The plagiarism controversy involving Southern Baptist Convention (SBC) President Ed Litton has trickled down to state-level denominational gatherings. At this week’s annual meeting of the Tennessee Baptist Convention (TBC), voters known as messengers overwhelmingly passed a resolution condemning plagiarism in church preaching and teaching.
According to The Tennessean, the passage represents “the first successful state-level effort of its kind,” further stoking a “heated political battle within the nation’s largest Protestant denomination.”
Ed Litton Plagiarism Controversy Hasn’t Subsided
After Ed Litton, an Alabama pastor, edged out Mike Stone, a Georgia pastor, in a runoff election at the SBC annual meeting in June, video came to light of a January 2020 sermon by Litton. The content was very similar to an earlier sermon by J.D. Greear, the North Carolina pastor who preceded Litton as SBC president.
Litton has said he received Greear’s permission to use the material but should have given proper credit from the pulpit. Litton also indicated that he apologized to congregants and takes the matter of plagiarism “very seriously.”
But supporters of Stone, who’s active in the Conservative Baptist Network (CBN), have been using the controversy to try to oust Litton from his leadership role. In July, the CBN called for Litton’s resignation, saying, “The testimony of Southern Baptists and of the gospel is at stake.”
Resolution Doesn’t Mention Ed Litton by Name
Lane Self, chair of the TBC’s resolutions committee, says the plagiarism resolution did indeed originate from the Ed Litton incident but “is not in any way targeting any individual.”

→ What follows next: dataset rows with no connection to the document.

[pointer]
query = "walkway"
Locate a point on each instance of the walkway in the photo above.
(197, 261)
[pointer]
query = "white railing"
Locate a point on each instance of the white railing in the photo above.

Shawn Allred, the pastor who submitted the resolution, denies submitting it for the CBN. Speaking during Wednesday’s session, in Brentwood, he said the resolution’s goal is “to affirm the importance of the fidelity of those who handle God’s Word each week.” Congregants, he said, expect “that those who stand before them handling God’s Word have received a fresh word from the Lord through the guidance of the Holy Spirit.” Allred added, “Those who choose to use the words and ideas of others and pass them off as their own without attribution undermine the spiritual work of the Holy Spirit for themselves and the congregants.”